The idea of an autonomous taxi is a goal that many automakers and researchers in autonomous technology are working on. In many large urban areas, the main modes of transport for citizens are taxis and public transport. The large number of taxis in some areas creates a significant amount of traffic and accidents because humans aren’t as focused and don’t pay as much attention to the hardware of autonomous vehicles.

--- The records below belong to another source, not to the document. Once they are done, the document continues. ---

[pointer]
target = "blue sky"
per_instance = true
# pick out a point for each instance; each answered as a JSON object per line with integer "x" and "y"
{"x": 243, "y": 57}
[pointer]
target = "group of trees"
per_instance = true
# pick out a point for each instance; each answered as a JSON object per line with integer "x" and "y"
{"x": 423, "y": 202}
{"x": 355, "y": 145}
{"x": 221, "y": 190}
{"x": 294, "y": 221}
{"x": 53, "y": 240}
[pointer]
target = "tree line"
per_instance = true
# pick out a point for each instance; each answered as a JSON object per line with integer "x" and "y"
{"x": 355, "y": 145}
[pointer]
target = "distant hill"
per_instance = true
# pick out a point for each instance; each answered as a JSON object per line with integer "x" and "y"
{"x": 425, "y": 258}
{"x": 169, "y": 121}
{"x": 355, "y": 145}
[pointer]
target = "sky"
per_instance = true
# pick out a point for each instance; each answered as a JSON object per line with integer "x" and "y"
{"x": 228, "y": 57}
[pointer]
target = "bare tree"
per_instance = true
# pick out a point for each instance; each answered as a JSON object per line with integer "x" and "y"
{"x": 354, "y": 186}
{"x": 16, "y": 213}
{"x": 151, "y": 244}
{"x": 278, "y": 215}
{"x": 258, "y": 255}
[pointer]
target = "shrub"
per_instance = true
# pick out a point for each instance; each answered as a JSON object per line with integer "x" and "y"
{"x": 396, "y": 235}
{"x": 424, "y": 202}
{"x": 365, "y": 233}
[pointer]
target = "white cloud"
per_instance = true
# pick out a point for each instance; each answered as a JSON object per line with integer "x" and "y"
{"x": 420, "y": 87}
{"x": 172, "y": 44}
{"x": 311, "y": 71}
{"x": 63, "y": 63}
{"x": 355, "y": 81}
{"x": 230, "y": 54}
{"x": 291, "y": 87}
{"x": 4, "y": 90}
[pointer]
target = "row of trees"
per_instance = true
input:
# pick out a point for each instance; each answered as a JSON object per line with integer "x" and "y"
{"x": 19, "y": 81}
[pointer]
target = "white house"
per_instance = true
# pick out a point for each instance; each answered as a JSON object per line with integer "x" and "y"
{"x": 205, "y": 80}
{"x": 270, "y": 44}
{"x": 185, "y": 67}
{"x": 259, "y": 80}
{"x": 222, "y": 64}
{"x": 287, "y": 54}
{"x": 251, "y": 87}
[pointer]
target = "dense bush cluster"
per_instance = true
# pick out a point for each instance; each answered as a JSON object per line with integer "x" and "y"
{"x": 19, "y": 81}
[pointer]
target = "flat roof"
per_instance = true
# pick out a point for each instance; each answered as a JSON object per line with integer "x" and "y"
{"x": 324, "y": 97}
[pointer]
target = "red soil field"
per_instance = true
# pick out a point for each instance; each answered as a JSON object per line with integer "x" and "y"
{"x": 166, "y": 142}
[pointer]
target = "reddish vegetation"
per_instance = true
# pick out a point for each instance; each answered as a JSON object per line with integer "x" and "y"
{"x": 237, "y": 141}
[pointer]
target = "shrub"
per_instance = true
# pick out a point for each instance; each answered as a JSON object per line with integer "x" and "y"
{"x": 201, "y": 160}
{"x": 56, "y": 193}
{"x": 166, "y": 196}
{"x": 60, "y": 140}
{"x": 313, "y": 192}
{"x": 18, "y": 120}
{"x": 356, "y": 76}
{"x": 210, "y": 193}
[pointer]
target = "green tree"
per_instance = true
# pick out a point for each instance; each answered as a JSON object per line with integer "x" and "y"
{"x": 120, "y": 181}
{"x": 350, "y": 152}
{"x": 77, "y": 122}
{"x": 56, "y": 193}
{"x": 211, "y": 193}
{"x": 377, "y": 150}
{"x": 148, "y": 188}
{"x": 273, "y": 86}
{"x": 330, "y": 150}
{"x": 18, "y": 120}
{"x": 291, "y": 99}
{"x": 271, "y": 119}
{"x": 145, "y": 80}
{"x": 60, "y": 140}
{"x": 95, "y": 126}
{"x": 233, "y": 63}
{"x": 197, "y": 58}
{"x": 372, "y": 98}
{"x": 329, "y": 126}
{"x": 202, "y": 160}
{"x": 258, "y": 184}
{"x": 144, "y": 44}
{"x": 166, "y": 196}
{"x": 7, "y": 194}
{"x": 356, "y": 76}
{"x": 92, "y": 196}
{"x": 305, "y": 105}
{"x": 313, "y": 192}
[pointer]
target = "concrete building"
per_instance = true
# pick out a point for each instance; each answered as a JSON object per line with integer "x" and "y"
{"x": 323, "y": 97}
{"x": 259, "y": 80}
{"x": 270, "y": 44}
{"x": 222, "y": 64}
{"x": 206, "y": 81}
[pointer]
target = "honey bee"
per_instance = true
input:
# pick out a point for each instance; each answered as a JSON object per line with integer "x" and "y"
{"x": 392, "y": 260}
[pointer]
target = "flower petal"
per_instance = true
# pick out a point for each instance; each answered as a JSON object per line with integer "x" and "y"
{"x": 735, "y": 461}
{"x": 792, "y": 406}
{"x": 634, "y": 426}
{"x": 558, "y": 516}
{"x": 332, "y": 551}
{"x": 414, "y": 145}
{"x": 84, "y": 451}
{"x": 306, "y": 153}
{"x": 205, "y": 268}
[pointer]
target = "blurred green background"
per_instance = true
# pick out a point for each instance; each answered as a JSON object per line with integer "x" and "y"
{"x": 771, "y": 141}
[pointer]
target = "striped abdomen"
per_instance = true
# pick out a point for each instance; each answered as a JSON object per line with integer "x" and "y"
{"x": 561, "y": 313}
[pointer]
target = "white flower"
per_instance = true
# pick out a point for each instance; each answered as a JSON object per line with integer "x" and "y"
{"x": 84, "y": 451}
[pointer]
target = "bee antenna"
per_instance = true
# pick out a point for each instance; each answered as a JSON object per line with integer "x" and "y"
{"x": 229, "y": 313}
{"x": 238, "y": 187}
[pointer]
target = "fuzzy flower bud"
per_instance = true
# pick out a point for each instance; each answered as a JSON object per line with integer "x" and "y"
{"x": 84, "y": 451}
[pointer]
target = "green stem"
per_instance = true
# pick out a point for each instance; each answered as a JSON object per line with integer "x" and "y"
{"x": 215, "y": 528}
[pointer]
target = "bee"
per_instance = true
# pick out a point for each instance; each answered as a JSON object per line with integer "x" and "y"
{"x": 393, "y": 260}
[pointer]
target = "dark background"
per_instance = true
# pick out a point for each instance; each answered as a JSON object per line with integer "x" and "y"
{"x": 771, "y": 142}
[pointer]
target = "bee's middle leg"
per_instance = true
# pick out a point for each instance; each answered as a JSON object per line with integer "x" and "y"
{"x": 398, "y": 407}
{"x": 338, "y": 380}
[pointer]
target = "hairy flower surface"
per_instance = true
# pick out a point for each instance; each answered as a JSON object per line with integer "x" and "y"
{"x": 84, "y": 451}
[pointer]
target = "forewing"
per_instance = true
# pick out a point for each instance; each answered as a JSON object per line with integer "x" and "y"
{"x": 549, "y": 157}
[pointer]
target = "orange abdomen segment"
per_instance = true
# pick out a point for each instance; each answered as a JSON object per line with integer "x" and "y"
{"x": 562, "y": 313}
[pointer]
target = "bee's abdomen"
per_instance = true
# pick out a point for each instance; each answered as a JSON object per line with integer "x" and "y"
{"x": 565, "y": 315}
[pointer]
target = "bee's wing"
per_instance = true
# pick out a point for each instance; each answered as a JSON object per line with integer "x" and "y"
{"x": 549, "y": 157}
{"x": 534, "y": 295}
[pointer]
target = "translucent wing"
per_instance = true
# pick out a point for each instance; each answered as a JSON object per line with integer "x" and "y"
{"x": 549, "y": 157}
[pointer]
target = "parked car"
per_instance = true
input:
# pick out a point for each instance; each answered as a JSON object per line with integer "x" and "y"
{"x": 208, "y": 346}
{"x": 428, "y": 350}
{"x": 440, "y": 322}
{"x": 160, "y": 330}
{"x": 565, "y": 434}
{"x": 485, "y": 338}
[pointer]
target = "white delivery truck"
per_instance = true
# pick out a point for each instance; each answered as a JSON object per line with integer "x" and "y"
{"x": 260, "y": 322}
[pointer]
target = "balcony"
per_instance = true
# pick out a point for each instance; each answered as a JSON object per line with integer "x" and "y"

However, according to Lucid CEO Peter Rawlinson, we are still a long way from autonomous taxi fleets. TO the recent Reuters Events Automotive Summit, he said he believed the industry was about a decade away from commissioning robotaxis fleets. Rawlinson added that autonomous taxi services won’t be coming anytime soon, even with the most advanced detection systems in the world.
Rawlinson described the upcoming challenge for companies building autonomous vehicles as a “mountain to climb” in terms of software creation. For those who don’t know Rawlinson, he’s a former Tesla chief engineer. Tesla is also working on autonomous vehicle systems and today has very advanced driver assistance systems known as autopilot available in its vehicles.
Lucid is a company producing electric automobiles and only recently entered mass production with its Air EV. The very first Production Air will roll off the assembly line on September 28. Lucid didn’t say it was about time how many EVs he had built so far, but we do know the company has over 13,000 orders on the car’s books. At the time, Lucid said the first Air EVs would be delivered in late October and promised to ramp up production quickly after that.
Lucid could become one of Tesla’s biggest rivals. Tesla CEO Elon Musk had promised in the past a fleet of self-driving taxis by 2020, which has not happened. Tesla CFO Zach Kirkhorn was recently asked about when we might see self-driving taxis ply the roads. All he would say is that it was difficult to be precise about the timelines for the autonomous technological capacity.